これは料理器具を扱ってるネットショップで見つけたんです。結構ディグりましたね。うちはお客さんが頻繁に来るわけではないので、よくあるコロコロ系のマシーンだと、パンもソーセージもパリパリになっちゃうから蒸気のタイプがいいかなと思って。
―では、今までに店で起きた出来事で、一番印象的な出来事はなんでしょう?
特にこれというのはないですが、「〇〇県から来ました!」とか、「ずっと来てみたくてやっと来れました!」とか、嬉しそうな表情で、北海道から沖縄まで全国各地からお客様が来てくれるのは嬉しいです。
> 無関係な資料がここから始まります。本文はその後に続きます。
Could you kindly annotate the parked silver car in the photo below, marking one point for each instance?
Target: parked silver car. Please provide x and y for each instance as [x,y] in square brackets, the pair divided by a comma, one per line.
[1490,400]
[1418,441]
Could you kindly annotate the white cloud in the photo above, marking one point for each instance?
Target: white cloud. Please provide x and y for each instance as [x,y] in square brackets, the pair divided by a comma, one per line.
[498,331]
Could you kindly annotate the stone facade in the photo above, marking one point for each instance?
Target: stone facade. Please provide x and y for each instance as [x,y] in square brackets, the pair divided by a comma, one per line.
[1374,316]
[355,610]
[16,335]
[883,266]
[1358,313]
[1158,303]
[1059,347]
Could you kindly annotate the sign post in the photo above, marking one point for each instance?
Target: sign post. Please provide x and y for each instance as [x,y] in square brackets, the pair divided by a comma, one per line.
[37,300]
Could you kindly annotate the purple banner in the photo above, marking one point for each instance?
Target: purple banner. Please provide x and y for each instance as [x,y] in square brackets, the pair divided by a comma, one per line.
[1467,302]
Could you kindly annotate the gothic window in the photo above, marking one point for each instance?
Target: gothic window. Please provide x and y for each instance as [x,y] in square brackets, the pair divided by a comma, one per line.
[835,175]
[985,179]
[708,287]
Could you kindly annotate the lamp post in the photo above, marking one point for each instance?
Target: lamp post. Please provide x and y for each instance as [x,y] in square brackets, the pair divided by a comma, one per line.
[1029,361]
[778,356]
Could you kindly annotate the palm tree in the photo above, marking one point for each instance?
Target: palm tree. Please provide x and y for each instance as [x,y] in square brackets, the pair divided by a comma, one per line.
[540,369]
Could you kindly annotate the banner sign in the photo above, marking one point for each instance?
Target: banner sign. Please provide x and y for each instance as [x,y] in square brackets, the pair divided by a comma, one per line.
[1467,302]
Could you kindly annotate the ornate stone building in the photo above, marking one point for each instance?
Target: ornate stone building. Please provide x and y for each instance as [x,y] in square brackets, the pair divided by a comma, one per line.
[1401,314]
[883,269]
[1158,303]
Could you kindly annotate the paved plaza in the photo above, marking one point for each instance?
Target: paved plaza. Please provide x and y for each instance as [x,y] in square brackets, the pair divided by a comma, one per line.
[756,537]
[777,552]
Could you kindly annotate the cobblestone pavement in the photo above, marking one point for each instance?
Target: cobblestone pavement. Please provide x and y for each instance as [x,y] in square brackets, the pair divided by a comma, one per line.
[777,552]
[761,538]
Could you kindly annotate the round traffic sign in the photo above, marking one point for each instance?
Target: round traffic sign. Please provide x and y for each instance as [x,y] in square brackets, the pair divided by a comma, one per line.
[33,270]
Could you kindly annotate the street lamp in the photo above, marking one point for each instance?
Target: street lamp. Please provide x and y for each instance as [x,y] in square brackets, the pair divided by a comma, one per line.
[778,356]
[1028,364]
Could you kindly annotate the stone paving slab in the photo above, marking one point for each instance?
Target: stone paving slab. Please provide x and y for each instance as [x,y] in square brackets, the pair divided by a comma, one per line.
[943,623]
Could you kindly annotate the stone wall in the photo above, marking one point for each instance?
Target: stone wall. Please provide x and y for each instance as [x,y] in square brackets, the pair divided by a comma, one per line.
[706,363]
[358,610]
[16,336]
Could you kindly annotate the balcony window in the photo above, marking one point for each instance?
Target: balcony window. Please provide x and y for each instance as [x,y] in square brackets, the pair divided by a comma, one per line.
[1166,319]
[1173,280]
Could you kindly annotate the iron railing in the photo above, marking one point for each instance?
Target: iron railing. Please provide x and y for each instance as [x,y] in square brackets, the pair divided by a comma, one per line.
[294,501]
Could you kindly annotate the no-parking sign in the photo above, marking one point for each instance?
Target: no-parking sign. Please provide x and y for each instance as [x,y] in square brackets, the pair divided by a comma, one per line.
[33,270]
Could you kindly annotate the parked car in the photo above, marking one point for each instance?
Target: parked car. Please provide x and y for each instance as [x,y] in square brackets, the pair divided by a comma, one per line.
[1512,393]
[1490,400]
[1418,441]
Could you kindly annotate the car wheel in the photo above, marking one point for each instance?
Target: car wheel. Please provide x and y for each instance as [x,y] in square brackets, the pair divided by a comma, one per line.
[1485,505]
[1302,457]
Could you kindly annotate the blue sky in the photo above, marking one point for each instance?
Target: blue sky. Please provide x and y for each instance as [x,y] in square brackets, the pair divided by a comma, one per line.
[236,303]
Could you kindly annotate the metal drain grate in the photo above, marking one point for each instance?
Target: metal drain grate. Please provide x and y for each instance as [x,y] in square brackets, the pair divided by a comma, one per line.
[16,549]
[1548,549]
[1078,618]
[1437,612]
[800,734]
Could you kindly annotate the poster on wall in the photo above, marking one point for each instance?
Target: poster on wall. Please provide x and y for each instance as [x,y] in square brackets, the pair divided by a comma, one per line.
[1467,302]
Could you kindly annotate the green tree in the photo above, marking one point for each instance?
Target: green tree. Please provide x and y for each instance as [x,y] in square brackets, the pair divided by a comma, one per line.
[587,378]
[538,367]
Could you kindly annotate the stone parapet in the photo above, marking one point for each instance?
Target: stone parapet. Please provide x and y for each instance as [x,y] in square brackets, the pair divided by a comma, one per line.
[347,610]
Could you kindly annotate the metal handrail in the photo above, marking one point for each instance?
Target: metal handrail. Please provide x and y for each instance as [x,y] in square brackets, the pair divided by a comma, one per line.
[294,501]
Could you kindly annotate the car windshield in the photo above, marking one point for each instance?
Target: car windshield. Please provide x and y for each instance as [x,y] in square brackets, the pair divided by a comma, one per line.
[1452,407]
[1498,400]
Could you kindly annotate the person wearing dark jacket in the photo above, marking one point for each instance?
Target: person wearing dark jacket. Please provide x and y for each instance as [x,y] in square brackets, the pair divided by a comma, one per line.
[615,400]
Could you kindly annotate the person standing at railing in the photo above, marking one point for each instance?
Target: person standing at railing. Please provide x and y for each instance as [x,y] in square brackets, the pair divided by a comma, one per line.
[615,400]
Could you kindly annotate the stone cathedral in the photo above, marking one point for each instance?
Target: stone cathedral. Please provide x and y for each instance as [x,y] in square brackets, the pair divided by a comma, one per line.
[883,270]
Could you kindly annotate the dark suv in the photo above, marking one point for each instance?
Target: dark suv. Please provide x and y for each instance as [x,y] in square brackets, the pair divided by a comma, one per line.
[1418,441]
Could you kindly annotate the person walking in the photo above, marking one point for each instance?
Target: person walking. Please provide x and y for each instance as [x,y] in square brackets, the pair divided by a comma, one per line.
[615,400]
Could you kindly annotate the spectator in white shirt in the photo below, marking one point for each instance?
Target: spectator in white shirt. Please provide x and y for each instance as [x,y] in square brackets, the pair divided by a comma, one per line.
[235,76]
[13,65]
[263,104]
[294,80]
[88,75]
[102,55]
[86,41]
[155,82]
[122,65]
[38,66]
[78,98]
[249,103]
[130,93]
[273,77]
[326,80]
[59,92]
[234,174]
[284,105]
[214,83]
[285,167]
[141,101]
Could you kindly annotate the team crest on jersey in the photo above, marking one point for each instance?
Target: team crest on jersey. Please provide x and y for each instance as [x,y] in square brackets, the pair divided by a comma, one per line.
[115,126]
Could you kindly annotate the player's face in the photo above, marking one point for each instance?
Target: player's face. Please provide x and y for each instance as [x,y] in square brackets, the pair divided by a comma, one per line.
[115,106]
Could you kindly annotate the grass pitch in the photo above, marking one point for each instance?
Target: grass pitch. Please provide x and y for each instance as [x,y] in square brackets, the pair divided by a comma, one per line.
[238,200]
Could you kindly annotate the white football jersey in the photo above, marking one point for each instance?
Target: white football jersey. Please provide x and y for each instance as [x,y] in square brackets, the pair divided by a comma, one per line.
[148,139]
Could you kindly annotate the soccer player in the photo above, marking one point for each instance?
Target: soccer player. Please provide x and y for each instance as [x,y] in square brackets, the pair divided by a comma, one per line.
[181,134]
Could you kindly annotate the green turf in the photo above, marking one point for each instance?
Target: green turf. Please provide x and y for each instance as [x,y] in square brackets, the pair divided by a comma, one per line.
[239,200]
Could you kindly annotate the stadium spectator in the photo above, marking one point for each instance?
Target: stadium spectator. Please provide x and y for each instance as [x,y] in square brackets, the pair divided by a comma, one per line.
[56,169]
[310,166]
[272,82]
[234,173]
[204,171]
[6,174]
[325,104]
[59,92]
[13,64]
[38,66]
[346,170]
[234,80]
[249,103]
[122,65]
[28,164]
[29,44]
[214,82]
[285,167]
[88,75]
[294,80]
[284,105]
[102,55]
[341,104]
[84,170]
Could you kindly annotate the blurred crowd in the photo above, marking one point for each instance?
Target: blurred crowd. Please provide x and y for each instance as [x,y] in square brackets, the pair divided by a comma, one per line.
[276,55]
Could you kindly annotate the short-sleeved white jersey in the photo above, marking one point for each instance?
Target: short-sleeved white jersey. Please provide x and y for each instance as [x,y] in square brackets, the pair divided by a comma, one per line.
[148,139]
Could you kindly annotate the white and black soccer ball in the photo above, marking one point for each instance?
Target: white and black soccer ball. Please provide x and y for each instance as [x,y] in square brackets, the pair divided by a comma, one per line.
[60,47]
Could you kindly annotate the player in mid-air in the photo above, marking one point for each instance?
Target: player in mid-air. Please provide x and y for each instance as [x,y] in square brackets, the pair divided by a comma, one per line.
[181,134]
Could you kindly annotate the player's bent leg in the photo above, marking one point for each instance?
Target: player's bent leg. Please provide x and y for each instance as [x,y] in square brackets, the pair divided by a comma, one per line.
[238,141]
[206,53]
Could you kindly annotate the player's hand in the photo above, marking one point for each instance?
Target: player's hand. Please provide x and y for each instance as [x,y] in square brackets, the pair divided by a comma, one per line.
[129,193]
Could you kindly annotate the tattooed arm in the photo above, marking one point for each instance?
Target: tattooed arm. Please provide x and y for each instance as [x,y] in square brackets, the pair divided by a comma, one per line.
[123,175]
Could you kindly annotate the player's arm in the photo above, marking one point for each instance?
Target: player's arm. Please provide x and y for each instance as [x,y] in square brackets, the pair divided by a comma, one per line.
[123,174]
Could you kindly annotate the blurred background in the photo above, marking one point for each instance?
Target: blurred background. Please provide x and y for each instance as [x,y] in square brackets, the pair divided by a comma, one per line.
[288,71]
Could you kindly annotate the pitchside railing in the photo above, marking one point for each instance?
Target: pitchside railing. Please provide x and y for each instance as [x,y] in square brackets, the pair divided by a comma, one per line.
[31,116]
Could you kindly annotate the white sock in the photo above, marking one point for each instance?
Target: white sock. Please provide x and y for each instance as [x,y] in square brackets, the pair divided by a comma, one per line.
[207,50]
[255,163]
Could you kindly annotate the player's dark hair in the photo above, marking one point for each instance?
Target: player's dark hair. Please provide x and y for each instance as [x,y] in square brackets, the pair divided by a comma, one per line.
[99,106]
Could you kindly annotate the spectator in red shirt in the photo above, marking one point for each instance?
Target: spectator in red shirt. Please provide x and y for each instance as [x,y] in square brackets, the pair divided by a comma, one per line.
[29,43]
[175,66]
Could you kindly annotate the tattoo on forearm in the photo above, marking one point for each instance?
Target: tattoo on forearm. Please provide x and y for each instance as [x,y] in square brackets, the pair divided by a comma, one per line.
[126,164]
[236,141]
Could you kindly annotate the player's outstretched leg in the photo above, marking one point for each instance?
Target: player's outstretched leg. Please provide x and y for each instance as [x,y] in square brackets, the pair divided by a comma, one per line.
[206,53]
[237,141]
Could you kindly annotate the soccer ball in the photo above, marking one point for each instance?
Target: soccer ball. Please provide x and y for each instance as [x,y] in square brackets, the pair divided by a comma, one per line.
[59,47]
特に週末は地元より他県からの方が多くて、みなさんドライブがてら寄ってくれます。
―お客さんは、お店のことはSNSで知って来るんですか?
そうですね。岐阜の人ってあまり自分から発信しないんですよ。私(晴美)がこっちに引っ越して来たばかりの頃は、もっと宣伝すればいいのにって思ったこともあったけど、別に必要と思わないみたいで。でも届いて欲しい人に届いていることがわかると、やってることは間違ってなかったと思えます。
―では、FEDUP STOREについて洋二さんにお聞きしたいです。家具作りはいつ頃から、どうやって学んだんですか?
僕は29歳くらいからバイクをいじるようになったんですけど、その時に溶接を覚えて、遊びで自分で使う物を作るところから始まりました。家具を作り出したのは35歳くらい。そのうち周りの方に作って欲しいと頼まれるようになって、今に至る感じです。
―唯一無二なかっこいい家具ばかりですが、アイデアはどのように浮かぶんですか?
説明が難しいですが、使い古した感じのテイストのを作ってて。「伝説の素人」って言われてます(笑)。
―(笑)。使う素材は金属のみ?こだわりのポイントはありますか?
素材はほぼ鉄です。最初の頃は木を使っていたこともありましたけど。「M&M」っていうインテリアのデザインや内装を手がけたりするブランドが木を使って家具を作っていて、そこに影響されて家具作りをやってみようと思ったので。でもやっぱり絶対敵わないって思って、自分は鉄でやろうと思いました。こだわりのポイントは、削り具合とか汚し具合ですかね、いい塩梅というか。あとはマイナスのネジを使ってたりするところ。今は大体プラスのネジが使われているけど、昔はバイクも車も家具もみんなマイナスのネジだったんですよ、絶対そっちの方が可愛い。
―なるほど、確かにコーヒー豆みたいで可愛いですね。それでは、店付近のエリアについて教えてください。
東京・大阪から2時間、名古屋から30分と、日本のど真ん中にあり、昔からローライダーやチョッパーなどのモーターカルチャーが盛んな場所です。田舎であまりやることがないんで、大体みんな車に注ぎ込むんですよね。僕も昔はそうだったけど、今はこの車。ちなみにOGKは大垣のこと。八王子の方に描いてもらいました。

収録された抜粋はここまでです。